The blended model not only required producing an appropriate curriculum but also re-engineering the capabilities of AMA’s training department, the latter of which commenced at project launch. Then, starting in earnest around the fifth sprint, the insurer began developing curriculum modules. “It was a successful exercise,” says Moody. “When user training commenced in the fall of 2016, we discovered it took only about two weeks instead of the historical six.”
Strategy pays off
AMA’s deployment strategy really started paying off when the insurer smoothly hit its December 5 go-live window. “The blended training model and user forums minimized disruptions considerably,” says Moody. “Most users sought assistance from the curriculum or posted a question to their peers. Consequently, our help desk spike lasted only a matter of days and then tapered off. Now, there are no open help tickets because questions get resolved via our coaches, the online curriculum or forum support.”
What’s more, AMA’s transformation vastly improves self-service. “Customers and prospects can get an immediate online quote, anytime and on any device, for personal auto and property,” says Moody. “We’re also in the final stages of testing Guidewire’s ‘buy’ module, which will enable our dedicated agency to bind policies based on the inputs customers make – no complicated steps or re-keying of data required.”
If there was any disappointment, it came with the process of deploying DataHub and InfoCenter. “We were frustrated with the heavy lifting required to get the data mapping to work,” Moody says. “We haven’t yet had time to discuss it with Guidewire, but look forward to improvements in future releases.”
Regardless, the analytics benefits are already evident. “Previously, we were limited to monthly reporting,” says Moody. “Now, with InfoCenter, data refreshes intra-day, giving us near real-time insights into loss ratios, reinsurance, cycle times and all other types of industry KPIs.”

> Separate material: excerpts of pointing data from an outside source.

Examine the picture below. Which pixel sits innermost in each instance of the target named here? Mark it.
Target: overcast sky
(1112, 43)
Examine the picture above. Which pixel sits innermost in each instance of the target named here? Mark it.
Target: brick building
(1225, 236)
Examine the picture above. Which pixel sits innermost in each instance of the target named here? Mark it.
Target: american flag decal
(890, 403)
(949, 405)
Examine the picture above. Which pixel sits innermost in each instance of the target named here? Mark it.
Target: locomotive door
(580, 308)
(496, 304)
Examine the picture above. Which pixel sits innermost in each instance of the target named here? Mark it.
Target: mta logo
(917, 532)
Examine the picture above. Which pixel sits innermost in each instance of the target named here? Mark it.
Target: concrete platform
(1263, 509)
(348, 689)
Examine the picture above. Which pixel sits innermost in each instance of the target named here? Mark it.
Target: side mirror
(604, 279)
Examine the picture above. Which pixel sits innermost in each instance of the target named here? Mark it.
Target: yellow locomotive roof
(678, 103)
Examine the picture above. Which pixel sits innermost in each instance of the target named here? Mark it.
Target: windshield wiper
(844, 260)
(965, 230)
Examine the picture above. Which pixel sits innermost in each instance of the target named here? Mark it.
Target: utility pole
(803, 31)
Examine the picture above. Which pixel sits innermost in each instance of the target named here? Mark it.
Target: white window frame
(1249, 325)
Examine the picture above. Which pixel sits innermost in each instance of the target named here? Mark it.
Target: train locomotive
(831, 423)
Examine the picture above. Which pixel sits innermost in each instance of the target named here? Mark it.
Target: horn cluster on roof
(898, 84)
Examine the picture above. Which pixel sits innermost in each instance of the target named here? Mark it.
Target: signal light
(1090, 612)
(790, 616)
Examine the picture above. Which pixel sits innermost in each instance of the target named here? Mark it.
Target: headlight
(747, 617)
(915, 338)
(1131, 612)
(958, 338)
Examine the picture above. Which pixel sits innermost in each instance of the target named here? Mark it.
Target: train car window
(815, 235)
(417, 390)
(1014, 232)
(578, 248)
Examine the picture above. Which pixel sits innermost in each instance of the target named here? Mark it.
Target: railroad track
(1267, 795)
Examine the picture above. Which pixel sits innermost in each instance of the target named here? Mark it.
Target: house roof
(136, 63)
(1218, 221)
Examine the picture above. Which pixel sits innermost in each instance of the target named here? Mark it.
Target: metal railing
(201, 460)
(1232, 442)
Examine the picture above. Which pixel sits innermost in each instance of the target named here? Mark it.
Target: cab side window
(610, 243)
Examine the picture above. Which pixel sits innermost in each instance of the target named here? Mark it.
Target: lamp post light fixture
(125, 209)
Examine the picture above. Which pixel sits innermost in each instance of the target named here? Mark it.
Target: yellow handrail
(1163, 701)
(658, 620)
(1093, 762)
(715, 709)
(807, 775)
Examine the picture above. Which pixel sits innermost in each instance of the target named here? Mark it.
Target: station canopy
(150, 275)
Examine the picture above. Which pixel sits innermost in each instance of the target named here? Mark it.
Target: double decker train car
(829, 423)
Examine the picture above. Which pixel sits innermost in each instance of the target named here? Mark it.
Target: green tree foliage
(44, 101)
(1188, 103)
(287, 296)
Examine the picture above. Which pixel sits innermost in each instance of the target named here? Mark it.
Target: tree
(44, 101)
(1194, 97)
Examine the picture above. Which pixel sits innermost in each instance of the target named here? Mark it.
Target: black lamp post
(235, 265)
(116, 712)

Over the next few quarters, AMA plans to complete the transformation by migrating its commercial offerings onto the platform. After that, it’s no limits.
“This core modernization is a game-changer,” says Moody. “Having a best-in-class platform, used by much larger carriers, enables us to leapfrog our competition. It also unshackles us from our previous limitations, ensuring we can meet the rapidly-evolving expectations of our customers.”